Tag Archives: wyeth

Did PLoS suffer from COI in ghostwriting article?

Remember that examination of Wyeth (now Pfizer)’s ghostwriting practices that ran in PLoS Medicine a few weeks back? Well, Pharmalot’s Ed Silverman reports that things got a fair bit weirder, thanks to an accusation from Wyeth/Pfizer that the article’s author suffered from her own undisclosed conflict of interest. The article mentions author Adriane Fugh-Berman was a paid expert witness in the trial against Wyeth through which the documents were exposed, but never discloses that she’s still engaged as such.

Silverman got in touch with Fugh-Berman, who said she would clarify her status.

Things get a bit muddier when company representatives allege that the journal was intentionally using the article fodder for an anti-Pfizer lawsuit. Silverman does a good job of explaining the whole situation.

Related: Say what? Pfizer calls PLoS out on conflict of interest

How the pharma research ‘sausage’ is made

Reporting on Health’s William Heisel has posted the latest installment in his series highlighting the spiciest entries in the Drug Industry Document Archive, this time focusing on the cold mechanics of the drug industry’s research paper assembly line, and its intimate relationship with pharmaceutical marketing.

Photo by somegeekintn via Flickr.

Again, Heisel focuses on the deposition of Wyeth ghostwriter Karen Mittleman and related documents and memorandums. He lists the names of some key ghostwriters to look out for, then details a number of specific cases when production and marketing concerns clearly outweighed science, at least as far as the pharmaceutical manufacturers were concerned.

Wyeth paid university for ghostwritten articles

John Fauber and Meg Kissinger of the Milwaukee Journal Sentinel found that Wyeth paid the University of Wisconsin to sponsor “ghostwritten medical education articles that downplayed the risks” of female hormone therapy – one of that company’s most notorious missteps.

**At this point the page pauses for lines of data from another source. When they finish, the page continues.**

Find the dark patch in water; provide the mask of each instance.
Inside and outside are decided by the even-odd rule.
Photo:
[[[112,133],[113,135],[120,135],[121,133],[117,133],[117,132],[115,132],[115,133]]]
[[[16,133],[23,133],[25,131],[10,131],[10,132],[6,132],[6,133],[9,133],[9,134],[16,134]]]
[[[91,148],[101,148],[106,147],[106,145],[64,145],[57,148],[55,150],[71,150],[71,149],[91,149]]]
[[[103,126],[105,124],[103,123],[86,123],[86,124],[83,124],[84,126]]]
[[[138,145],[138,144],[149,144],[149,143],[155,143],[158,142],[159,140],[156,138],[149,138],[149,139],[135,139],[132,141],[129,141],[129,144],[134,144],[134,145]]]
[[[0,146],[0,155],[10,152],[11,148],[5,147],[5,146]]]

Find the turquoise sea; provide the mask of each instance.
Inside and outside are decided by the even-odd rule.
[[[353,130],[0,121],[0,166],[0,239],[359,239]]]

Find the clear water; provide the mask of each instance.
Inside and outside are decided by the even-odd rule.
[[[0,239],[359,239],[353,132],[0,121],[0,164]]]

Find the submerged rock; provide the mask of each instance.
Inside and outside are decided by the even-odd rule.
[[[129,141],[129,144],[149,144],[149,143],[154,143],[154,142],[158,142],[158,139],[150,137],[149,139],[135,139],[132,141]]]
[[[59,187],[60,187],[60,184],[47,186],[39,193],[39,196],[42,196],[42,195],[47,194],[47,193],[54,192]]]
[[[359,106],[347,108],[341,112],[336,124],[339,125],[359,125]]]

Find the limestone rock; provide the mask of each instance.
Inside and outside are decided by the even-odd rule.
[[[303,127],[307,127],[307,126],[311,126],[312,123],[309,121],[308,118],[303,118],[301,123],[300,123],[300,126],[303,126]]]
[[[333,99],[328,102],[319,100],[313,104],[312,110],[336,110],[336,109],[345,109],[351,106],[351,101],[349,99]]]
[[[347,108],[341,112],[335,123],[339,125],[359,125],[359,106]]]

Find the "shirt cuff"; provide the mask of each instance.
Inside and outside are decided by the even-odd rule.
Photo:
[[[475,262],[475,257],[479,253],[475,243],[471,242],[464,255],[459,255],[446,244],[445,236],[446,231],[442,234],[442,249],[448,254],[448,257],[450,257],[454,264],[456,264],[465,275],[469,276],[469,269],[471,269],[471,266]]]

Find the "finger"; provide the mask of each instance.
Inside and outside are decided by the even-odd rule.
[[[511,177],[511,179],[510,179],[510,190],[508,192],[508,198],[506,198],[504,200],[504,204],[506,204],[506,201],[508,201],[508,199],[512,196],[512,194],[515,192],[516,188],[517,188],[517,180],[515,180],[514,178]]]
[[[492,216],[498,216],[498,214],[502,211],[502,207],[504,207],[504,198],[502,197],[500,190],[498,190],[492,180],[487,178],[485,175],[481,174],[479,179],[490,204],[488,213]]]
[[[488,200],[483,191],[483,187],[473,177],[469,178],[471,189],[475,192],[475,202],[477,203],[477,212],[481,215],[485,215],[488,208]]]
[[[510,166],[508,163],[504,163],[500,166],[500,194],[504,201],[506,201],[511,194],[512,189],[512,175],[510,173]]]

Amid mounting concern regarding their safety and shortly before the discovery that Wyeth’s progestin and estrogen products were considered dangerous enough to bring a massive clinical trial screeching to a halt, five ghostwritten articles, paid for by Wyeth, were used in University of Wisconsin continuing medical education materials which promoted the benefits and downplayed the risks of the treatments.

The Wyeth company line is that the articles weren’t bad or misrepresented science, and that the titular authors of the pieces were given “substantial editorial control” over the “scientifically accurate content.”

William Heisel focused on DesignWrite (the ghostwriters behind Wyeth’s pieces) and suggested that reporters check out their own local institutions and ask questions about where money is coming from, ask if the big names of local scientists are helping to hide their dubious connections and to actively question the impartiality of the science itself.

Heisel also put together an entertaining piece regarding just how tickled some researchers are to put their name on ghostwritten work.

Wyeth-funded course promoted hormone therapy

John Fauber and Susanne Rust of the Milwaukee Journal Sentinel continue the paper’s examination of the influence that drug companies and device manufacturers have on patient care with a story about a University of Wisconsin-Madison course funded entirely by Wyeth Pharmaceuticals.

The course promoted hormone therapy and started just months after a clinical trial was ended early because researchers found that women who took hormone therapy drugs were at increased risk for breast cancer, heart disease, stroke and blood clots.

For six years, “thousands of doctors from around the country took the online course that was funded entirely by a $12 million grant from Wyeth Pharmaceuticals, which makes the hormone therapy drugs used in the study, Prempro and Premarin.”

The paper reports that “Even after the course was no longer available, the Web site and course material remained on the Internet, accessible to consumers and doctors. The university dropped the site Jan. 15, one day after the Journal Sentinel began questioning UW officials about the propriety of the program.”